Adrien Robinson, head of global specialty at The Hartford, suggested that it is more of a stabilized insurance market now than two years ago.

“People call it a nuanced market,” he said. “The vast majority of the specialty lines are where you're getting a small rate increase or decrease and generally rates are staying on top of loss cost trend.”

Robinson said that exceptions to this include the larger, more cat-exposed property business, which is more competitive. In contrast, the U.S. casualty market also has a lot of dislocation following losses ramping up following a slowdown amid court closures during the pandemic.

“Despite all that, I think this is a great market where folks who are healthy and have the right tools in place and the right team can really make a difference and really perform well. I think if you're in good shape, you can outperform in a market that we’re in,” Robinson said.

EXCESS CASUALTY MARKET CONSTRAINED

Willis in its Insurance Marketplace Realities report released just before the Riskworld event started highlighted the ample and growing capacity in the U.S. commercial insurance market.

In the report Jon Drummond, head of broking North America at Willis, said that buyers are finding more negotiating power and flexibility in today’s market.

“Capacity is operating at a surplus in most lines of insurance, with one notable exception: excess casualty.

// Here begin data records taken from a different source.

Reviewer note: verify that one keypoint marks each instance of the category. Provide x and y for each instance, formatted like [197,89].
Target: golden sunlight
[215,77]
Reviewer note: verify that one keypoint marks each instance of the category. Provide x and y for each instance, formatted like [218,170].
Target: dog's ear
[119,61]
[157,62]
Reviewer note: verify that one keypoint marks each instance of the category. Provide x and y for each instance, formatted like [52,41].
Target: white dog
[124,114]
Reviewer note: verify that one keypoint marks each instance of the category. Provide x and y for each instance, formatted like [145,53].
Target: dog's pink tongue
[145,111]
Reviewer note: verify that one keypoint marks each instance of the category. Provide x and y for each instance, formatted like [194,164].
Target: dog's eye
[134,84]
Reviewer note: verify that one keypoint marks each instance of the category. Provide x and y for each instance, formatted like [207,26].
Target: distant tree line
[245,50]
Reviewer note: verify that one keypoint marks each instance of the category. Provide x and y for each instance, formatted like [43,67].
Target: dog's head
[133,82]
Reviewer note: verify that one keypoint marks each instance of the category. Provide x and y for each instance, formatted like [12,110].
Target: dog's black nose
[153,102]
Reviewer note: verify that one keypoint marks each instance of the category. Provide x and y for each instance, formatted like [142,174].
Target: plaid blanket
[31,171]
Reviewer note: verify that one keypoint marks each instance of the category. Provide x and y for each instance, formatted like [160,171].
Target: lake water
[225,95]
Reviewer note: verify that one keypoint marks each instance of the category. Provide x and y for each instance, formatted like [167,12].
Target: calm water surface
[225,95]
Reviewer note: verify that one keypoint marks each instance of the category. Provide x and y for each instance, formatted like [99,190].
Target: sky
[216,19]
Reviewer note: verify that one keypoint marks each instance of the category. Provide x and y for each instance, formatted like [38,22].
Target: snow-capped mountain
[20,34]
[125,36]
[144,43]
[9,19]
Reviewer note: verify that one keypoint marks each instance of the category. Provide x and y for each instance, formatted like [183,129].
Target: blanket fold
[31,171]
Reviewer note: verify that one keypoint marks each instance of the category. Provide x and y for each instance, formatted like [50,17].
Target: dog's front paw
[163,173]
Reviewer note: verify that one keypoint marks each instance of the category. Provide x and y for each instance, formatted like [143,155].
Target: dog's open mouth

However, even in this historically constrained segment, we are seeing a meaningful shift,” he said in the report.

This was echoed by executives at the Riskworld event, where excess casualty was a big theme.

Several executives The Insurer spoke to were intrigued by the U.S. excess casualty facility announced last week by Chubb, Zurich North America and National Indemnity.

In a statement commenting on the facility launch, Zurich North America CEO Kristof Terryn highlighted that businesses were facing decreases in available capacity, as well as rising coverage costs.

"This facility creates a sustainable answer to the litigation environment, whose volatility has continued to frustrate our customers, while helping to stabilize capacity in the excess casualty market,” he said.

Speaking to The Insurer at Riskworld, executive vice president of analytics at CAC Group Nate Baseman, also said that excess casualty is seeing some increased capacity.

“I think the rate levels are now in a position where people feel a little bit more comfortable and feel like they have their arms around it a little bit more,” he said. “Maybe it's early signs that some of these excess markets want to start to get on risk with the hope that some of the tort reform can limit that (legal system abuse) and maybe that's an attractive area to start to play in and grow some premium.”

Baseman said the commercial insurance market overall remains “pretty profitable and well positioned, even given some of the headwinds that are facing it”.